Most of the bone fragments discovered over the weekend were found mixed with gravel that had been raked to the sides of the roof of the former Deutsche Bank building, which suffered extensive damage when the twin towers collapsed on Sept. 11, 2001.
Ellen Borakove, spokeswoman for the city medical examiner, said workers still had more than 100 yards of material to rake through and said she wouldn't be surprised by the discovery of additional remains.

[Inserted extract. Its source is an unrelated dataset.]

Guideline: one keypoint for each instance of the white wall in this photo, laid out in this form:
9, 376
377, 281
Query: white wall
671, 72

"What they've cleared on the weekend was just a very small area. They still have quite a lot to go," Borakove said Thursday.
The building is contaminated with asbestos, lead and trade center dust. It is being cleaned before workers begin deconstructing it floor by floor in June.

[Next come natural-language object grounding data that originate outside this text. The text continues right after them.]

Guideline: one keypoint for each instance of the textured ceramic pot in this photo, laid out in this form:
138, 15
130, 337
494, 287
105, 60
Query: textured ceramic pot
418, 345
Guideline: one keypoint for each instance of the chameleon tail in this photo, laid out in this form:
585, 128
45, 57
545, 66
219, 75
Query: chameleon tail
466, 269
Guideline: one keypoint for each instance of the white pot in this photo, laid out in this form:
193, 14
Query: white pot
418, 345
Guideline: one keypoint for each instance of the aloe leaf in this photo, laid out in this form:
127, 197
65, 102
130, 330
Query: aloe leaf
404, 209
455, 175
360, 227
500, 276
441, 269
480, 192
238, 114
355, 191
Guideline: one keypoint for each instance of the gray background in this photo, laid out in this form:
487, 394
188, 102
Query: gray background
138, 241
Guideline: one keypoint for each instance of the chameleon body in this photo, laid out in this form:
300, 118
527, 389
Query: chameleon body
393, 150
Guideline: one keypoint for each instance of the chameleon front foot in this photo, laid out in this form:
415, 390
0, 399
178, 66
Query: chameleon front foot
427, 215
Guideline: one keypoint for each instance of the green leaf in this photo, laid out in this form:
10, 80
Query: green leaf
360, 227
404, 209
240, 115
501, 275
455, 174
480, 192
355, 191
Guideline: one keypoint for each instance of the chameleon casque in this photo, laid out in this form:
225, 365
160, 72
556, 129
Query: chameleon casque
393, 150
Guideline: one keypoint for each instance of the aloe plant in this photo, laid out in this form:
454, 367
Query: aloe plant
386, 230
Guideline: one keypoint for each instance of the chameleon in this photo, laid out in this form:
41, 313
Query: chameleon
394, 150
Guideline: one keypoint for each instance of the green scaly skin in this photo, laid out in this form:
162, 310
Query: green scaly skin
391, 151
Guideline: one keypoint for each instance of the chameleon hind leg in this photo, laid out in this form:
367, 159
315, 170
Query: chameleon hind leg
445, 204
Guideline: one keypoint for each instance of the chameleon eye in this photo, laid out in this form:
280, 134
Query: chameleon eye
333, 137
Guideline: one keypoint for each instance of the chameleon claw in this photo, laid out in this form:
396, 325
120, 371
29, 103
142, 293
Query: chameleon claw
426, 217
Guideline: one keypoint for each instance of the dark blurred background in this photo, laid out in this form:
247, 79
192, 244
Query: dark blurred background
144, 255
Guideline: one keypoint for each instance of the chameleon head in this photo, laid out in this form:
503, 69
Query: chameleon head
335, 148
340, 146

Earlier this year, workers in the building found four additional human body parts, and they found 10 additional bone fragments on the roof last fall. In the most recent discovery, workers retrieved 82 samples, 74 of which proved to be human remains that will undergo DNA testing, Borakove said.
Some Sept. 11 family members have urged the Lower Manhattan Development Corp. rebuilding agency to have forensic experts search the building first. Many planned to ask Mayor Michael Bloomberg on Thursday to require a team from the medical examiner's office to be on the site at all times.
"This is an abomination that we are putting this on construction workers," said Sally Regenhard, the mother of a firefighter killed at the trade center.
The medical examiner's office has more than 9,000 unidentified remains from the 2,749 victims of the trade center attack. The remains are being are being stored in the hope that more sophisticated DNA technology will allow for identifications in the future. The remains of more than 40 percent of the people killed at the trade center have not been identified.
The newly discovered 911 recordings were identified on two previously overlooked tapes as investigators searched for the voice of a fire department official who died in the trade center.
The fire department said the recordings would be released after they are processed by the city law department. Roughly 130 calls were released Friday after the voices of the callers had been edited out. The voices of the fire and police operators who heard the calls for help were released after The New York Times and victims' relatives sued.